MIT's University Park Development and proposed plans for the Alewife Brook Parkway were both Design School studio projects. And the walkway connecting Harvard Yard with the Science Center was a Design School studio solution to traffic safety problems on Broadway.
Harvard Square Study
However, many residents protested both the University Park project, saying it did not provide enough affordable housing, and the Alewife project, saying that it would damage the environment.
In fact, many prefer to cite a 1984 Design School study of Harvard Square, done on the iniative of Robert H. Scott--Harvard's vice president for finance--as a better example of how Cambridge and the Design School have worked together.
That study was not actually a studio project--it was a study conducted by two professors, Vigier and Christopher Chadborne.
The report's purpose was to "promote informed discussion among all interested in the improvement of Harvard Square and the improvement of legislative controls to guide its development."
Specifically, the study was aimed at developing a "zoning overlay district"--in other words, changing the Square's zoning restrictions to "temper the professional interest of developers."

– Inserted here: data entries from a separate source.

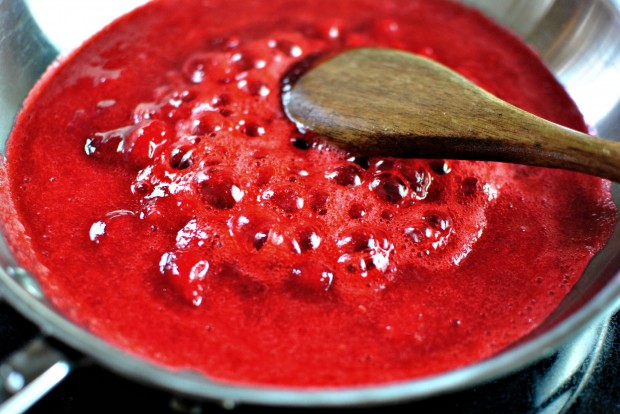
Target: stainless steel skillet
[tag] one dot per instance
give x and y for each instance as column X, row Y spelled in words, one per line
column 579, row 39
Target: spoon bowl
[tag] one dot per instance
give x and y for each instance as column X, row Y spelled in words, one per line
column 390, row 103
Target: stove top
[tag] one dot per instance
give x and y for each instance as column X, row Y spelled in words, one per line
column 582, row 377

Among the report's most important features was a recommendation that the city examine development on a cumulative basis, rather that a site by site basis. The report also suggested the city divide the city into six subdistricts, each of which could have its own zoning regulations adapted to its particular nuances.
Boothe called the study "a turning point in the whole zoning issue." Vigier said many of its recommendations were adopted by the city council, and that many of its predictions have since come true.
City Relations
It has been several years since Design School has conducted a study of such magnitude for the city, and some suggest friction between Cambridge and Harvard may be hampering attempts at joint work by Design School and the city.

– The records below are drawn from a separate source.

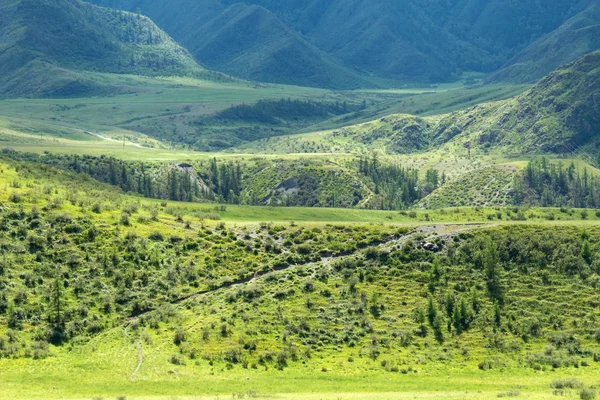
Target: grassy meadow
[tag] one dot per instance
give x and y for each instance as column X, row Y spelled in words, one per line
column 231, row 321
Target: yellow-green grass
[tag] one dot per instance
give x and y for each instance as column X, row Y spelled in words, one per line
column 103, row 366
column 101, row 369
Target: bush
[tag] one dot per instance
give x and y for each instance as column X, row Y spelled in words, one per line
column 176, row 359
column 570, row 383
column 125, row 219
column 180, row 335
column 587, row 394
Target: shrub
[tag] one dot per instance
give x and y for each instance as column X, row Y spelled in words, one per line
column 176, row 359
column 15, row 197
column 180, row 336
column 125, row 219
column 570, row 383
column 587, row 394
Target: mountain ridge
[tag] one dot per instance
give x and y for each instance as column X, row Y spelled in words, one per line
column 56, row 43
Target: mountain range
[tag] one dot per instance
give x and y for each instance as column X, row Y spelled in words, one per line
column 351, row 43
column 53, row 47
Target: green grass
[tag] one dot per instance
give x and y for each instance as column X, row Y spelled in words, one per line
column 329, row 248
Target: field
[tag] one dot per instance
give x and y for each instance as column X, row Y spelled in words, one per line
column 458, row 293
column 229, row 321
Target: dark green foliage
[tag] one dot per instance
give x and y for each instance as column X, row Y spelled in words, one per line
column 548, row 183
column 395, row 186
column 55, row 41
column 322, row 43
column 575, row 38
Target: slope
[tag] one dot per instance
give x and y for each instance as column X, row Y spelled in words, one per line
column 558, row 115
column 576, row 37
column 48, row 46
column 90, row 279
column 249, row 42
column 405, row 40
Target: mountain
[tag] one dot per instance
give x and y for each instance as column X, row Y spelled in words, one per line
column 559, row 114
column 247, row 41
column 576, row 37
column 49, row 47
column 260, row 47
column 298, row 42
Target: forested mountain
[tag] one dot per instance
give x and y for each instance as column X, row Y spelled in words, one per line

"It takes two to tango," says Vigier. "There is a great deal of friction and misunderstanding between the city and the university."
Yet most Harvard and Cambridge officials, like Michael Rosenberg, the city's development director, say "relations are improving over the last couple of years."
Marilyn Lyng O'Connell, Harvard community relations director, agrees that thre recent slow-down in Design School projects for the city "is not a sign of anything."
"There has not been anything on the scale of the Harvard Square Project in recent time," O'Connell says. "But the city is talking about taking a new look at the zoning ordinance and there may be a new role for the design school there."
"I think [relations] are more complicated--the city is more complicated and Harvard is more complicated--but I think they are better," says Kathy A. Spiegelman, a former city official who is now the University's director of physical planning.
Beyond Cambridge
Of course, work at the Design School has not been confined to Cambridge. Steinitz, for instance, has a cooperative agreement with the National Parks, under which he has done work on Maine's Acadia National Park, New York's Gateway National Park and California's Yosemite National Park.
Vigier, meanwhile, has conducted studio projects dealing with North Africa. One noteworthy project involved routing a highway though the historic district of Cairo, Egypt.
Original plans had called for plowing down acres of historic buildings, but Design School students found a way to minimize the razing, and still put the highway through.
In the future, Design School ideas will probably continue to find their way into the real world, if for no other reason than that the school is continuing to run programs which directly train public officials.
Many now take programs like the ones Boothe enrolled in, which grant officials scholarships to take evening classes. In addition, the school offers programs to train third world officials in management, and has a Research Unit for Housing and Urbanization which holds seminars on third world problems.